Dans la cabine, il y a une valise, des vêtements pour personnes de différentes tailles, un sac poubelle rempli de nourriture. Le garçonnet ne voit pas l’assiette devant lui, ni la plaque de carton avec son message standardisé. De toute façon, il ne sait pas lire. Il est à l’âge où les cow-boys n’ont même pas de cheval.
Visage plaqué contre la paroi de verre, il reconnaît très bien le jeu. Il y joue aussi. Les mouflets se rapprochent et lui font des grimaces. La plus petite se touche les fesses en ricanant.
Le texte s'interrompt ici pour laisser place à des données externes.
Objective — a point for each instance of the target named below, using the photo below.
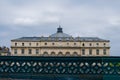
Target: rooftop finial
(59, 30)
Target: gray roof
(60, 36)
(91, 39)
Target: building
(4, 51)
(60, 44)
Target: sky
(84, 18)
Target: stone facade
(60, 44)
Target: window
(97, 51)
(52, 53)
(90, 44)
(67, 54)
(36, 44)
(45, 43)
(74, 43)
(45, 54)
(37, 51)
(30, 51)
(104, 44)
(90, 51)
(67, 43)
(15, 44)
(53, 43)
(104, 51)
(22, 44)
(83, 44)
(29, 44)
(15, 51)
(60, 54)
(22, 51)
(75, 54)
(83, 51)
(97, 44)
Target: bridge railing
(34, 65)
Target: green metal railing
(33, 67)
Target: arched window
(60, 54)
(52, 53)
(67, 54)
(75, 54)
(45, 54)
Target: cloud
(77, 17)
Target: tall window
(53, 43)
(97, 51)
(75, 54)
(67, 43)
(83, 51)
(29, 44)
(74, 43)
(52, 53)
(30, 51)
(15, 51)
(97, 44)
(104, 51)
(22, 51)
(45, 43)
(67, 54)
(90, 44)
(37, 51)
(45, 54)
(36, 44)
(90, 51)
(60, 54)
(83, 44)
(15, 44)
(22, 44)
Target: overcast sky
(84, 18)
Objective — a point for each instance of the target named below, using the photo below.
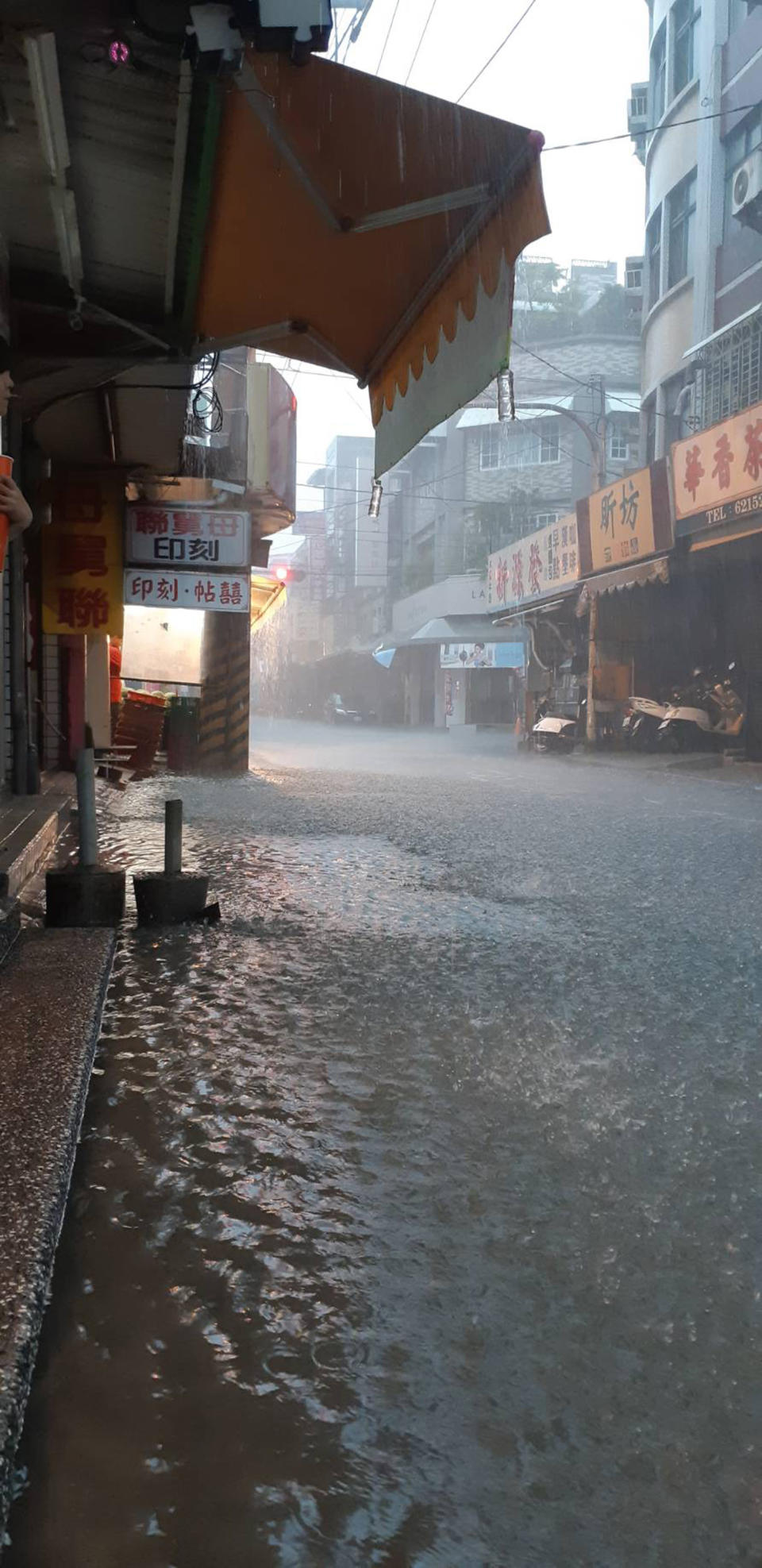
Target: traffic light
(287, 574)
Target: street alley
(418, 1206)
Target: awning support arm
(262, 107)
(450, 201)
(455, 252)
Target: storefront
(717, 485)
(628, 596)
(532, 590)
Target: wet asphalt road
(418, 1214)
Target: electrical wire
(421, 40)
(387, 35)
(629, 135)
(496, 52)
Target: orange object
(311, 245)
(115, 670)
(6, 472)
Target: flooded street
(418, 1214)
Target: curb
(54, 993)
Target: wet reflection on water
(387, 1249)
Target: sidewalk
(52, 988)
(30, 826)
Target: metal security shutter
(5, 693)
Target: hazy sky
(568, 72)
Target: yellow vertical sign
(82, 557)
(622, 521)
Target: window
(490, 447)
(659, 75)
(654, 257)
(686, 17)
(618, 445)
(519, 447)
(683, 220)
(651, 430)
(737, 148)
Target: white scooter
(554, 734)
(720, 717)
(641, 723)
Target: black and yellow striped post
(225, 693)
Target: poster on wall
(482, 656)
(82, 557)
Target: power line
(628, 135)
(567, 374)
(496, 52)
(421, 40)
(387, 35)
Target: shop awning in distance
(634, 576)
(368, 228)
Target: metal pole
(19, 725)
(173, 838)
(591, 668)
(598, 466)
(87, 807)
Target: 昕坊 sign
(82, 557)
(717, 474)
(626, 521)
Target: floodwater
(418, 1214)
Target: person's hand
(13, 503)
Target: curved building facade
(702, 260)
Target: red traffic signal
(287, 574)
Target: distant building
(702, 272)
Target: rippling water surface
(416, 1217)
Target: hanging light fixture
(375, 499)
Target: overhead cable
(496, 52)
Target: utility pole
(596, 444)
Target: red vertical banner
(82, 557)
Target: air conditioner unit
(747, 190)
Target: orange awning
(368, 228)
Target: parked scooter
(641, 723)
(707, 714)
(552, 731)
(554, 734)
(336, 712)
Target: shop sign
(482, 656)
(187, 590)
(537, 566)
(626, 521)
(82, 557)
(717, 474)
(187, 537)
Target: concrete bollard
(87, 894)
(173, 896)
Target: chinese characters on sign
(187, 590)
(535, 566)
(189, 537)
(82, 557)
(622, 521)
(717, 474)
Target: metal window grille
(729, 374)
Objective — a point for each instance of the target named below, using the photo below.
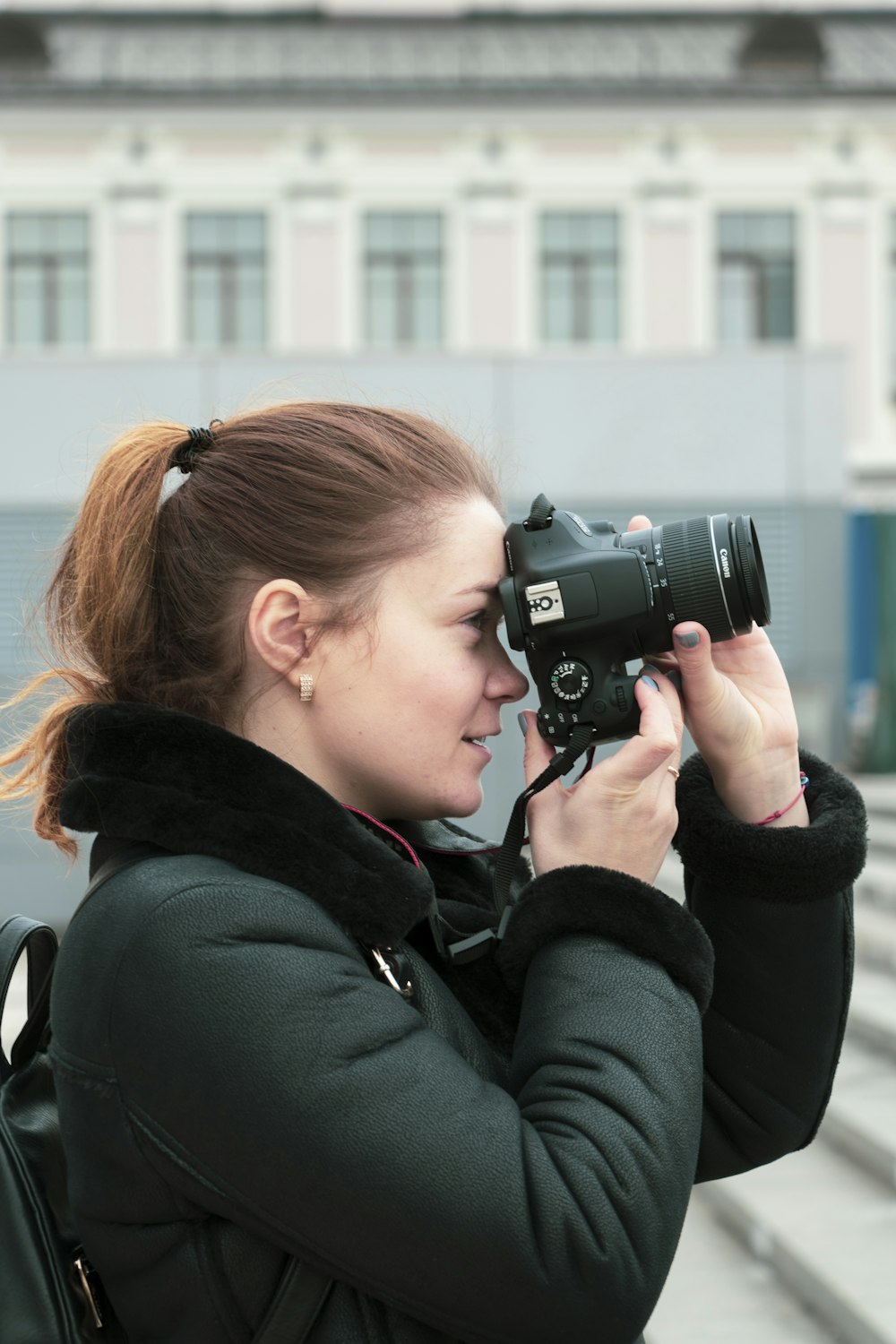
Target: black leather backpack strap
(297, 1304)
(23, 935)
(301, 1290)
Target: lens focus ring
(694, 580)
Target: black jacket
(506, 1156)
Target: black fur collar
(142, 773)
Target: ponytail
(148, 601)
(99, 610)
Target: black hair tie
(199, 438)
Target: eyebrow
(485, 588)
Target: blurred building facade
(650, 261)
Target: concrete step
(877, 881)
(879, 792)
(872, 1012)
(861, 1116)
(720, 1293)
(829, 1231)
(876, 935)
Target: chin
(450, 806)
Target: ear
(279, 626)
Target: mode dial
(571, 680)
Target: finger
(656, 745)
(702, 680)
(538, 754)
(668, 685)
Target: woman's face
(400, 709)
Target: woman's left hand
(740, 714)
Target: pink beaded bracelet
(804, 781)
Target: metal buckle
(386, 970)
(85, 1274)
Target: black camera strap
(474, 946)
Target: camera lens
(705, 569)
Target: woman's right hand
(622, 814)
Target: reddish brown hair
(148, 601)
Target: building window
(47, 280)
(403, 277)
(226, 280)
(756, 277)
(579, 277)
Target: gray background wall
(758, 432)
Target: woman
(279, 679)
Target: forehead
(469, 551)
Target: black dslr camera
(582, 599)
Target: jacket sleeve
(274, 1081)
(777, 905)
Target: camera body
(582, 599)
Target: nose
(505, 682)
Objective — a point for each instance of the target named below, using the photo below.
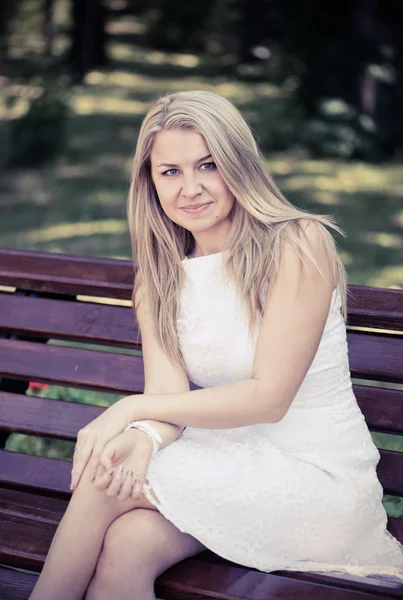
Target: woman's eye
(208, 166)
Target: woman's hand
(124, 464)
(92, 439)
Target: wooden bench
(55, 299)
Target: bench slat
(382, 408)
(382, 360)
(72, 274)
(20, 508)
(390, 472)
(375, 356)
(42, 416)
(81, 321)
(194, 579)
(102, 371)
(66, 274)
(375, 307)
(33, 415)
(50, 476)
(16, 585)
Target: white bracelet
(149, 430)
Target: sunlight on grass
(72, 230)
(386, 240)
(89, 105)
(389, 277)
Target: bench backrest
(56, 297)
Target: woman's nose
(191, 187)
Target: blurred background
(320, 82)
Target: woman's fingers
(127, 486)
(102, 479)
(138, 487)
(95, 459)
(82, 453)
(117, 480)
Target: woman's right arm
(161, 375)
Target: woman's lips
(198, 210)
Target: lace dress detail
(301, 494)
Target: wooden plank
(195, 579)
(28, 521)
(43, 475)
(31, 507)
(16, 585)
(74, 321)
(390, 472)
(33, 415)
(72, 274)
(382, 359)
(75, 367)
(382, 408)
(375, 307)
(375, 356)
(50, 476)
(66, 274)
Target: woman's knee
(143, 539)
(130, 540)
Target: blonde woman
(270, 464)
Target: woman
(270, 464)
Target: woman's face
(191, 191)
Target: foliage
(40, 135)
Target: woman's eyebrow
(172, 166)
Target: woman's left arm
(295, 314)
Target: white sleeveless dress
(301, 494)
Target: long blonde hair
(262, 219)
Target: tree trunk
(88, 37)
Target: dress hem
(389, 575)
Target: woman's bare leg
(138, 546)
(75, 548)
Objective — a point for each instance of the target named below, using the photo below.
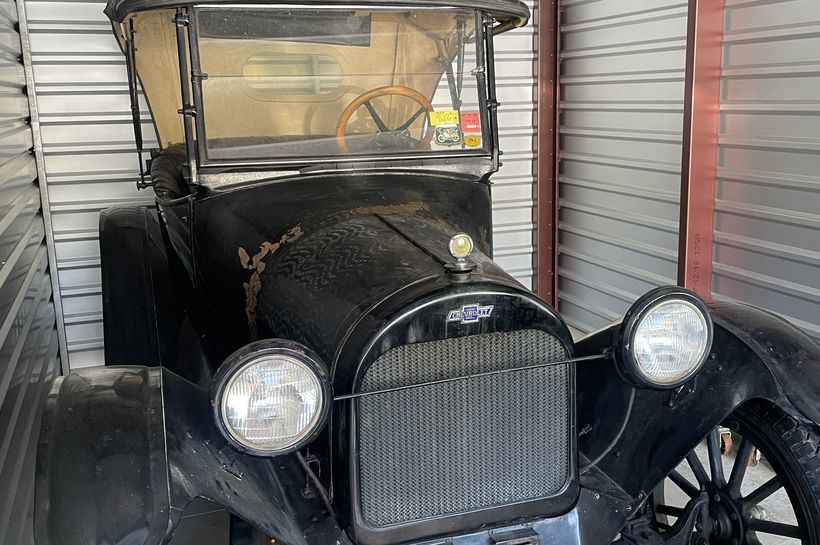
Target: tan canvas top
(405, 49)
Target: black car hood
(302, 259)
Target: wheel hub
(725, 518)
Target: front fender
(792, 356)
(631, 438)
(123, 450)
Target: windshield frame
(485, 87)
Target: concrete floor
(776, 507)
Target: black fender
(140, 314)
(790, 354)
(123, 451)
(631, 438)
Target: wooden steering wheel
(364, 100)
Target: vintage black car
(307, 341)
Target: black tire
(790, 445)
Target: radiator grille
(466, 445)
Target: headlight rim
(627, 366)
(246, 356)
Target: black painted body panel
(329, 248)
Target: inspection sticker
(472, 141)
(444, 117)
(470, 122)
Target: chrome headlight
(271, 397)
(665, 338)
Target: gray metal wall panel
(85, 119)
(621, 122)
(28, 335)
(767, 221)
(513, 203)
(88, 147)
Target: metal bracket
(640, 532)
(187, 110)
(520, 536)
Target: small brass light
(461, 246)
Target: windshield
(287, 83)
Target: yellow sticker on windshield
(445, 117)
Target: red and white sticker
(470, 122)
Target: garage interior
(645, 144)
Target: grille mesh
(465, 445)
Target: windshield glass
(323, 83)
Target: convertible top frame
(510, 14)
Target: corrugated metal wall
(28, 336)
(513, 222)
(622, 86)
(767, 221)
(88, 145)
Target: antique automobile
(308, 342)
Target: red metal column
(700, 139)
(545, 192)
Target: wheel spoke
(697, 468)
(776, 528)
(669, 510)
(767, 489)
(376, 119)
(715, 461)
(410, 121)
(688, 488)
(741, 463)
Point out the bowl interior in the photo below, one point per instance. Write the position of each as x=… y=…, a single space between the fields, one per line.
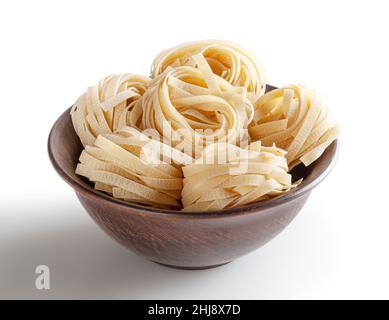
x=65 y=147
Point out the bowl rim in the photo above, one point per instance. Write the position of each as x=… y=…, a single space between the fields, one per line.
x=251 y=208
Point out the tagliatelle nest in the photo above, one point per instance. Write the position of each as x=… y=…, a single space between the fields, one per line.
x=295 y=119
x=240 y=177
x=200 y=135
x=226 y=59
x=194 y=107
x=106 y=106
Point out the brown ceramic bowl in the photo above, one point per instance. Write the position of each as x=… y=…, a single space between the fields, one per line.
x=184 y=240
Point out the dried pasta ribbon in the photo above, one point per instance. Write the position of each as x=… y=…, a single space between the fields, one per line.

Option : injures possibles.
Il en a déjà vu auparavant. Sous la table. Derrière un canapé. Avec deux bancs rapprochés. Dans une tente. Ça ne fait aucun doute pour lui. C’est une Maison. Tandis que celle du magasin, avec les guirlandes et la neige, il n’y croyait pas du tout.
Il maintient écrasée la crêpe contre le verre.
Une femme jette une pièce dans l’assiette.
Elle dit : « Quand je vois des enfants, je peux pas m’empêcher de donner. Les adultes, ça va, mais les enfants c’est vraiment trop triste. C’est dégueulasse, ils le savent, c’est pour ça qu’ils les mettent là. »
Il a les mains dans la lutte. Des doigts grassouillets tâchés de sucre. On ne sait pas ce qu’il va en faire, si désormais il prendra le parti des Indiens dans les embuscades, ou s’il n’aura que des potes tuniques bleues, s’il dessinera au feutre des peintures de guerre sur le visage de plastique de ses cow-boys, s’il dira : Quand je serai grand je veux être un Apache, s’il apprendra des chants de guerre tribaux et les clamera avec ses potes bariolés, ou s’il laissera la lutte se mener sans lui et en guise de couleurs se passionnera pour les écharpes et les coques de téléphone portable, s’il répondra « pompier » à la grande question lasso : Qu’est-ce que tu veux faire plus tard ? On ne sait pas s’il se souviendra de la robe des fillettes ou des traits acérés du garçon, ou des couvertures, ou du sac poubelle qui sert de glacière, ou si tout ça glissera avec le prochain bain. On sait juste que c’est là, le duel, et qu’avec ses doigts plein de miel il ne peut pas dégainer.

Y**** Par Charles Robinson
Le Matricule des Anges n°149 , janvier 2014.